Or, cet appareil, un RTL-SDR, soumis à une autorisation en Tunisie, lui servait « uniquement pour la surveillance du trafic aérien à destination de la Libye, afin d’identifier les vols susceptibles d’être liés à des violations de l’embargo sur les armes », explique-t-elle.

Le parquet tunisien a indiqué le 11 avril avoir placé M. Kartas sous mandat de dépôt dans le cadre d’une enquête sur « l’acquisition d’informations sécuritaires liées à la lutte contre le terrorisme et la diffusion de ces informations en violation de la loi ». Il n’a pas répondu aux demandes de l’AFP pour davantage de précisions.

En mars, les autorités tunisiennes avaient indiqué que M. Kartas était soupçonné « d’espionnage au profit de parties étrangères », sans les identifier.

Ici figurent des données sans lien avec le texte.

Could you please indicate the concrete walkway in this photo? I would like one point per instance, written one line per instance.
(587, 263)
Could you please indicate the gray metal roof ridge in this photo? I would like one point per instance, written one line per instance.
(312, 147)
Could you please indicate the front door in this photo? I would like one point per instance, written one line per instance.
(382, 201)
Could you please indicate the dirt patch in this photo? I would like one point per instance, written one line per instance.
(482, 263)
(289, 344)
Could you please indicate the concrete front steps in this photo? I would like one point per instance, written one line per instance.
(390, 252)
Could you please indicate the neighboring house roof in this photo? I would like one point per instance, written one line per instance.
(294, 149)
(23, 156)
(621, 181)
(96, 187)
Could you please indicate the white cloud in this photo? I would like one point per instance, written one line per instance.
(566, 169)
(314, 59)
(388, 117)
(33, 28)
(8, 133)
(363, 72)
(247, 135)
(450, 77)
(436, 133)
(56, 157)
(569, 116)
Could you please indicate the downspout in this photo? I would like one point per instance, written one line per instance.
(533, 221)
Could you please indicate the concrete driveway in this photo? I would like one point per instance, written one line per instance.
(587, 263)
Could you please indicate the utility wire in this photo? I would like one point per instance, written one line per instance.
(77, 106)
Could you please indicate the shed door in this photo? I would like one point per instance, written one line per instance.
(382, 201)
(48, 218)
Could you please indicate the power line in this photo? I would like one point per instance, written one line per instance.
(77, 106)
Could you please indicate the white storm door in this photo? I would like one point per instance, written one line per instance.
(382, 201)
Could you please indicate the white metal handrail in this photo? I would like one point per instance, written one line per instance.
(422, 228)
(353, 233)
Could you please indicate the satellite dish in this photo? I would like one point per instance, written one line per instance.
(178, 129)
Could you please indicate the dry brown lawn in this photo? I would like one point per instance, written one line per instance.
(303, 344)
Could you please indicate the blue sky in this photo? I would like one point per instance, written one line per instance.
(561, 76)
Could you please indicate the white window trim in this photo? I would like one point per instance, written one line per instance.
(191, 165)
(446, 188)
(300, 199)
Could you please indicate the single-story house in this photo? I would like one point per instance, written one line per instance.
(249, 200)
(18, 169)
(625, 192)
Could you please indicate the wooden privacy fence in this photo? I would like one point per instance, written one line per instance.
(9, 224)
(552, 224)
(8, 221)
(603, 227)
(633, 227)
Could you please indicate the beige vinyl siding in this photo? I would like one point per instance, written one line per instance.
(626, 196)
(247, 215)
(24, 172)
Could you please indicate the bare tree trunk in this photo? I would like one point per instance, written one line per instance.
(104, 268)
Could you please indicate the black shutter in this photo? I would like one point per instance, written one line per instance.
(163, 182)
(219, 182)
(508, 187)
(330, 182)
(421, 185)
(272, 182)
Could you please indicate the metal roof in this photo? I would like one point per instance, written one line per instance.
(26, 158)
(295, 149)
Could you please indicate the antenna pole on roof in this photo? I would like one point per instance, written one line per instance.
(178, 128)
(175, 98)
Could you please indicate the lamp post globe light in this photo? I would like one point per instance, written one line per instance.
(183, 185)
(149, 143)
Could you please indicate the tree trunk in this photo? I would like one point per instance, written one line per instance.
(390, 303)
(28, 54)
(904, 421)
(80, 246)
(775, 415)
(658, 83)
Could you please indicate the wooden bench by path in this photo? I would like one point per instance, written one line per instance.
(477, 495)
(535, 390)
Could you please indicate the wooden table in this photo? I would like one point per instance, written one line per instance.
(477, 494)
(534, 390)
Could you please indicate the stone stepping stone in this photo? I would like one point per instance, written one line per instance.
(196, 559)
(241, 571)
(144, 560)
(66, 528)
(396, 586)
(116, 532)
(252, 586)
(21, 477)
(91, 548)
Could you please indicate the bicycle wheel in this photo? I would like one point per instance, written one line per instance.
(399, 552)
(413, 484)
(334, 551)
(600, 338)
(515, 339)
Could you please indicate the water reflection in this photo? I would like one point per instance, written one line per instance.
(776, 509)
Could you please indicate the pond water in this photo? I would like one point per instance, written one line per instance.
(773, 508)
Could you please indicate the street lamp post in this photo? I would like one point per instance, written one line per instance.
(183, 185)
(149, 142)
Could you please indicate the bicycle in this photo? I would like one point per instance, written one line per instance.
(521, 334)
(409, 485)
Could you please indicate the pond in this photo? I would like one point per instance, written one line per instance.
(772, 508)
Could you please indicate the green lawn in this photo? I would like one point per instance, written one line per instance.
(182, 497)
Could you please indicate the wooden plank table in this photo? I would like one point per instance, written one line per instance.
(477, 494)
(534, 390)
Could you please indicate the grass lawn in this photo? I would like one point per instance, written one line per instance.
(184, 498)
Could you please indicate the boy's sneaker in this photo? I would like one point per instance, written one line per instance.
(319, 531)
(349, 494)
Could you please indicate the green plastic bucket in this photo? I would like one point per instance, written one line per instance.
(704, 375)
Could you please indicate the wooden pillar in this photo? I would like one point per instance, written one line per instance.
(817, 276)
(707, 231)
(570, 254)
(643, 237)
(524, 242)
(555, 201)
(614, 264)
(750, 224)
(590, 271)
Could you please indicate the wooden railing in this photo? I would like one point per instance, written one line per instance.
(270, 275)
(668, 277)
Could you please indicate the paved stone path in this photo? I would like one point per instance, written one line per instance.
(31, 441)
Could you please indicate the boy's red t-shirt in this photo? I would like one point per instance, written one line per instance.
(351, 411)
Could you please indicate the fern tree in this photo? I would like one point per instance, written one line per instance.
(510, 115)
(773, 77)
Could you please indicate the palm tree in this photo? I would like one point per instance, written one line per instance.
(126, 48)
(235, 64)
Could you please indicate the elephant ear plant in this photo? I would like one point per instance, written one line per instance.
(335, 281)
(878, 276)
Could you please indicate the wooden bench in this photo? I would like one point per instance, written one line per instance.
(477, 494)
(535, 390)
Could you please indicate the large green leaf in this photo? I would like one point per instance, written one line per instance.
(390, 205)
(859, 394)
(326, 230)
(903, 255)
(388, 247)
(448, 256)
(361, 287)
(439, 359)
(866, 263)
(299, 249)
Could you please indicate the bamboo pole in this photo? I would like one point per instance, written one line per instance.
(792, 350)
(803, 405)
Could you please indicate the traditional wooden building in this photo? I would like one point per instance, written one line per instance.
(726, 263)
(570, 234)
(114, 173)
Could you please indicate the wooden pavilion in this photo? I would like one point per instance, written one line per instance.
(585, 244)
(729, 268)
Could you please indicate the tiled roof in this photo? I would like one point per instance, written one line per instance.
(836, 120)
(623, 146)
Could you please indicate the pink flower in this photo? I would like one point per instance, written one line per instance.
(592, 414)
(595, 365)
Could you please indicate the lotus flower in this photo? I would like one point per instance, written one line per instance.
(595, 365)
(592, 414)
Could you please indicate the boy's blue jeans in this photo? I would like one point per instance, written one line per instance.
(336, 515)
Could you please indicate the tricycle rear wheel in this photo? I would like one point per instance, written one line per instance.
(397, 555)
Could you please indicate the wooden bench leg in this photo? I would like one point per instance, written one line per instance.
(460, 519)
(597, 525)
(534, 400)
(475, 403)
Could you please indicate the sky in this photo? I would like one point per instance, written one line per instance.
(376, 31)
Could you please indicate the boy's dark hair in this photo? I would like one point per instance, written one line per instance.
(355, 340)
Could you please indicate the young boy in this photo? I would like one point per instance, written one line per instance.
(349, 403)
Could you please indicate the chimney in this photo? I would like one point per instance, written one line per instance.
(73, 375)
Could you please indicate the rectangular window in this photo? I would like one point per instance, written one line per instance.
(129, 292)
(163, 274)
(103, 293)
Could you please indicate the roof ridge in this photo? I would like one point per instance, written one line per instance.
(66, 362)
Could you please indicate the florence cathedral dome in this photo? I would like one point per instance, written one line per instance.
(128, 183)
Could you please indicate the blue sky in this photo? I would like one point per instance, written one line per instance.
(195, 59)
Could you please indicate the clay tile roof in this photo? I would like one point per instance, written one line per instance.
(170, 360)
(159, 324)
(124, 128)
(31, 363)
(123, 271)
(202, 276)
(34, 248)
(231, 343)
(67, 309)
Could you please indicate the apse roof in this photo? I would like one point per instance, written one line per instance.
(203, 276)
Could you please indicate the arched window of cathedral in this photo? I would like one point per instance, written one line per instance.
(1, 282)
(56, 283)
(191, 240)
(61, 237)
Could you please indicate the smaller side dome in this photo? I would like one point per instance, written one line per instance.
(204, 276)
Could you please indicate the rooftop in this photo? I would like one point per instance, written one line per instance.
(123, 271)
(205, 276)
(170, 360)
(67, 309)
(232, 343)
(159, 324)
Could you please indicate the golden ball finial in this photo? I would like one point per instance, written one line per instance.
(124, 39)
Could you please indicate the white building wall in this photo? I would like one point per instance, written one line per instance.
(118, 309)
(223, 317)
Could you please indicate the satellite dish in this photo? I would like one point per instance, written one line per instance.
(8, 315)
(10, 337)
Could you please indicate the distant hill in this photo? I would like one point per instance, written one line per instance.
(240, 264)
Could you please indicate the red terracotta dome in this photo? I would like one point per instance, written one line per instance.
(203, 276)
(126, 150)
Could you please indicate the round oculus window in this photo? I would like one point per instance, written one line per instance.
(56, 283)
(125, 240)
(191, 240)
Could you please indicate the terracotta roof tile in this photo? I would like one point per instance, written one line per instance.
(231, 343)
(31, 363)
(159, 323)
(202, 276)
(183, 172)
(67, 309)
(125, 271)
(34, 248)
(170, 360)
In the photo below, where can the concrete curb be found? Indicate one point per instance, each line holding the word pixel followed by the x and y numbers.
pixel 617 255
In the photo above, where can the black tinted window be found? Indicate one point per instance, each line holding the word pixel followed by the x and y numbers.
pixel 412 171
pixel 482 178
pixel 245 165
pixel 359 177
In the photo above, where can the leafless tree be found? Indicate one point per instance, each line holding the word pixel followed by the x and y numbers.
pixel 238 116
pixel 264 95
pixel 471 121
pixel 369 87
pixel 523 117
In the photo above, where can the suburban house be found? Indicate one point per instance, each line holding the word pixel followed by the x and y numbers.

Le ministère de l’Intérieur avait affirmé avoir saisi « des documents secrets contenant des données détaillées sensibles » ainsi que « des équipements technologiques interdits dans notre pays, qui peuvent être utilisés pour brouiller ou intercepter des communications ».

Selon la défense de M. Kartas, les questions lors des auditions se sont jusque là concentrées sur ses activités en lien avec la Libye, pays voisin où des camps rivaux se combattent pour le pouvoir.

« Dangereux précédent »

La justice tunisienne semble décidée à garder M. Kartas en prison le temps de l’instruction, qui peut durer plusieurs mois, s’inquiètent les avocats.

La famille de M. Kartas déplore ne pas avoir eu de contact direct avec lui depuis son arrestation.

Pour des proches, il pourrait avoir touché une corde sensible en Tunisie en cherchant à identifier les auteurs des violations de l’embargo sur les armes visant la Libye, dans le cadre de son travail pour le comité des sanctions de l’ONU.

« Cette arrestation entrave le travail d’un panel de l’ONU, dont le rôle est particulièrement important actuellement, avec la reprise des combats et des informations sur des convois d’armes étrangers », déplore Wolfram Lacher, chercheur à l’Institut allemand pour les Affaires internationales et la Sécurité, et ami de M. Kartas.

Divers pays étrangers sont soupçonnés d’apporter un soutien militaire ou logistique aux forces rivales en Libye, celles du maréchal Khalifa Haftar qui a lancé le 4 avril une offensive pour s’emparer de Tripoli et celles du Gouvernement d’union nationale, seul exécutif reconnu par la communauté internationale.

« C’est un dangereux précédent pour les enquêteurs de l’ONU », souligne M. Lacher. « Cette arrestation est clairement instrumentalisée, sans qu’on puisse comprendre ce qui se passe en coulisses ».

Cet incident survient au moment où la Tunisie veut obtenir un siège de représentant non permanent au Conseil de sécurité des Nations unies pour 2020-2021.